PhD student Jifei Ou SM ’14 is already familiar with the ways 3-D printing can bring algorithms and design together to make new models, but his latest research pushes the confines of 3-D printing by producing hair. Yes, thousands of microscopic strands of hair can be printed to create a new material he calls “cillia.” This hair-like substance not only expands how 3-D printing can create new materials, but it advances how interactive materials can increase the efficiency and responsiveness of inanimate objects.
One of the most interesting properties of cilllia is the way it can respond to human touch, vibrations, and sensors to create movement and interaction. “Hair has more functionality than we thought,” says Ou. Because 3-D printing allows for control of the design, you can design each hair fiber to encourage different outcomes and levels of interactivity. “The angle and dimension of each hair can create mechanical adhesions. You can design a certain shape of hair to enable motion,” he says.
In experimenting with the weight and frequency of vibrations, this printed hair material can act as a conveyor, moving items across a landscape. For example, in a factory the varying sensors and properties of hair could be used to separate tools from each other automatically. “This material can harness vibrations found in everyday life and use it to create a desired motion,” Ou says.

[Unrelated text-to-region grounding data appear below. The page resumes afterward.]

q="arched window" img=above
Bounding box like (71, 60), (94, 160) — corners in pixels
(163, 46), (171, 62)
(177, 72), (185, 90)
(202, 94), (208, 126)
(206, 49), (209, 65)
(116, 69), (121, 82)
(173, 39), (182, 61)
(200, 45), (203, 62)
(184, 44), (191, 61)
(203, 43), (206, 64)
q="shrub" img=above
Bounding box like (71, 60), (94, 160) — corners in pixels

The creation of cilllia is just one part of Ou’s research. He is developing programming for 3-D printing that can use complex algorithms to create complicated structures. The typical CAD software used for 3-D printing cannot produce intricate structures like hair, which is smaller than 100 microns. Part of Ou’s research consisted of developing a software that allows you to generate the specific properties of this artificial hair while customizing it to interact.
The development of this new hair material has opened up opportunities to print unique materials with varying properties. Ou says that cellular structure could be the next substance created digitally and printed based on the cilllia model. Ou’s passion for programming responsive, adaptive, and tunable materials comes from his observations of nature and his sensitivity to shapes. Ou’s work has taken materials developed by 3-D printing a step beyond mere dimensions. “It’s like animating materials,” he says.